My Adventures in Canning Chickens

Here is a pic of my lovely new Presto Pressure Canner.


Here is a picture of the finished product, canned chicken meat:


How I got there? Ah you did have to ask, didn't you?

Well, I had these three kosher chicken in the freezer. Ralph's has been selling them frozen, so I've been picking one up when I think about it. We ran out of room in the freezer for my chocolate ice cream, and this is the Wrong Time of the Month for that crap.

So on Tuesday morning, I took them out and thawed them. (I DO have priorities, yah know.) On Tuesday in the late afternoon, I realized that the big meat pans were Somewhere in a box. My boxes of "stuff" are on the patio and in the garage. So, I located the two pans. Procrastinated. Surfed the Net. Finally boiled the chickens. It was 11PM when they were done. Cooled 'em and stuck 'em in the fridge.

Today was C-day. Cleaned and assembled the new pressure cooker. Picked the chicken off the bones and put back in the fridge. Made a big vat of broth from turnips, carrots, onions, celery, garlic, salt, bay leaves, parsnips and pepper.

Filled the pint jars with meat. Ladled the hot broth over them, cleaned off the rims and put on the caps.

Got the water boiling in the canner. Put the jars in the canner and tightened the lid. Got the whole thing boiling without the pressure controller on the pan, like the instruction manual said to do. Put the controller on, turned down the heat, adjusted in until the pressure was 11 psi. All good. Book said to keep on the pressure for 75 minutes. Cool.

Thirty minutes into processing time, I am in the living room eating lunch and I hear a "pop". I look up and streamy water is squirting straight up from the canner to the ceiling. Yeah, the overpressure plug blew. So, I got the canner turned off, the pressure released and the water mopped up. (BTW - a Swiffer mop with a towel works wonders to clean a ceiling. Darn it was filthy!)
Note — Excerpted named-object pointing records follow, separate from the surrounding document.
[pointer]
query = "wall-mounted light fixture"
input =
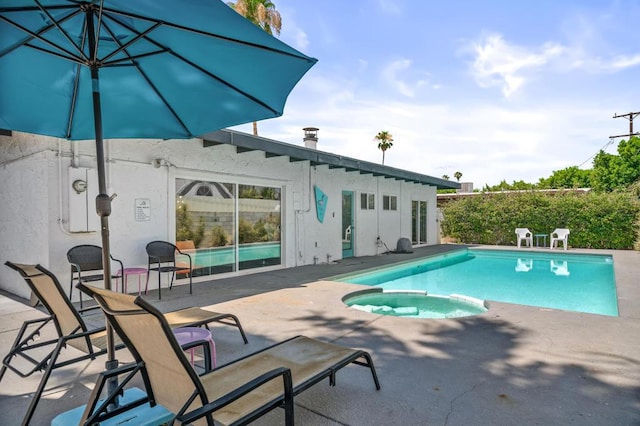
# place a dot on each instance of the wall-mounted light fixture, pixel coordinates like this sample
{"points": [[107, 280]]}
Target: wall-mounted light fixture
{"points": [[79, 186]]}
The book, of course, said that you need a new plug. Try finding one in California. I ordered three on line. They'll be here sometime before my next birthday, I'm sure.

So, I go next door to talk to the neighbor, Lou. Lou is about 87 or so. He says to just try putting the plug back in and see if it holds the pressure. Dang, someone needs to tell Tom Dashle that old people are useful.

And it worked. Lou said it was probably just not seated correctly and blew out because of theimproper seal. So I finished up and can now do the other stuff I was planning before I cleaned the ceiling.

And I got out to yoga class at 6pm, too. Amazing.